TLDR: This paper induces learned options to terminate in small distribution of states. This makes it easier to transition and plan.
Hierarchical Reinforcement Learning, specifically End to End option discovery, suffers from option collapse, where options collapse into single action primitives. One reason is because an option should terminate if another option has better value. Unfortunately, due to noise in learning option value function, this happens often.
In this work, authors propose modifying termination objective by making it completely independent of task reward. Instead, they use an information theoretic objective and induce termination only on a small set of states. This makes it easier for planning.
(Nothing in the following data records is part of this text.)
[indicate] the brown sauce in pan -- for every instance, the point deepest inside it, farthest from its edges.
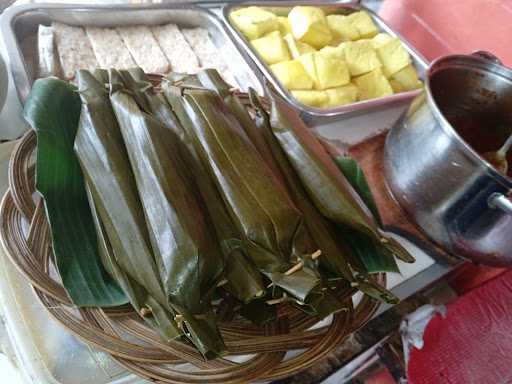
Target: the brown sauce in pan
(485, 133)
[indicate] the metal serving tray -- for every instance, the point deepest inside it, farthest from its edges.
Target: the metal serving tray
(19, 27)
(318, 116)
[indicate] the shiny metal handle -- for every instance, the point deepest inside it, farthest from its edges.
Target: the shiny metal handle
(487, 56)
(500, 201)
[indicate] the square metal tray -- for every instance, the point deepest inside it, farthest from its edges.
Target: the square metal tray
(318, 116)
(19, 26)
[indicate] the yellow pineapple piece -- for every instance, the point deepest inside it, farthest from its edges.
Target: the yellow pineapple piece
(342, 28)
(297, 48)
(254, 22)
(334, 52)
(363, 23)
(312, 98)
(393, 57)
(373, 85)
(405, 80)
(284, 25)
(381, 39)
(346, 94)
(360, 57)
(325, 70)
(309, 25)
(292, 75)
(272, 48)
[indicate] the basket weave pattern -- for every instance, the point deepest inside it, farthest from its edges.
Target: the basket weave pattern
(124, 336)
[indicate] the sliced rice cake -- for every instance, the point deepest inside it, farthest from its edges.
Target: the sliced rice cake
(74, 49)
(176, 49)
(144, 49)
(209, 55)
(48, 62)
(110, 49)
(202, 45)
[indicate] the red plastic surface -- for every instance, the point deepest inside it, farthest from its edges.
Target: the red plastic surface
(473, 344)
(440, 27)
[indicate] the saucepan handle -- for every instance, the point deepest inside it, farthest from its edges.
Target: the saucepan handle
(487, 56)
(500, 201)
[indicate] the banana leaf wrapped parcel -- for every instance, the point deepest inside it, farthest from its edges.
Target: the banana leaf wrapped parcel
(242, 278)
(106, 168)
(274, 236)
(200, 207)
(339, 259)
(325, 183)
(187, 253)
(120, 205)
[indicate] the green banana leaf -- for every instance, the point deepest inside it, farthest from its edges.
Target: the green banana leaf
(334, 253)
(106, 167)
(210, 79)
(243, 279)
(329, 189)
(337, 251)
(160, 319)
(259, 312)
(373, 257)
(355, 176)
(60, 181)
(271, 226)
(188, 256)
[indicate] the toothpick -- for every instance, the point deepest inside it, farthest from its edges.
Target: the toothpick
(278, 300)
(315, 255)
(295, 268)
(179, 320)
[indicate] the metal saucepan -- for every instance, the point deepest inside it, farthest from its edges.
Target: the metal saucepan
(432, 162)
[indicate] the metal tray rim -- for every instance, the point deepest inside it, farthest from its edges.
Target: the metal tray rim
(353, 108)
(17, 64)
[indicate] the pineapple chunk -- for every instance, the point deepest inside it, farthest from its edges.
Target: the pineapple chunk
(284, 25)
(341, 28)
(405, 80)
(325, 70)
(360, 57)
(292, 75)
(372, 85)
(311, 98)
(393, 56)
(309, 25)
(363, 23)
(334, 52)
(254, 22)
(381, 39)
(297, 48)
(272, 48)
(346, 94)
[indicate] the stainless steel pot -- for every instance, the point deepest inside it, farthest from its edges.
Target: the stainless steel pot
(437, 177)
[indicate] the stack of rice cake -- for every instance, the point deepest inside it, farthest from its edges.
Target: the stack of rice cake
(159, 49)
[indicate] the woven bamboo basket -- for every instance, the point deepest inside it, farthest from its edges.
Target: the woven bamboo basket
(26, 237)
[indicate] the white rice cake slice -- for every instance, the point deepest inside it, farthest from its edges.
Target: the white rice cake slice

What is nice is the way this objective is optimized. They derive a termination gradient that can be expressed in terms of the option model. Then they can jointly train the option model on the task, and the termination condition on the termination objective.
Their proposed overall objective first contains the Predictability Objective. Desirable options are targeted and have small terminating regions. This is represented by by minimizing entropy of final states of options. While this may seem simple and obvious, the way the authors represent the optimization of this loss is novel.
The authors experiment on simple HRL environments like 4 rooms gridworld. They show their model outperforms (not by much, maybe 10-20%) normal options critic. They also attempt to show more directed termination helps planning performance. Their figure is hard to read, but the argument that more directed termination states => easier value prediction / iteration => faster convergence and improvement makes sense to me.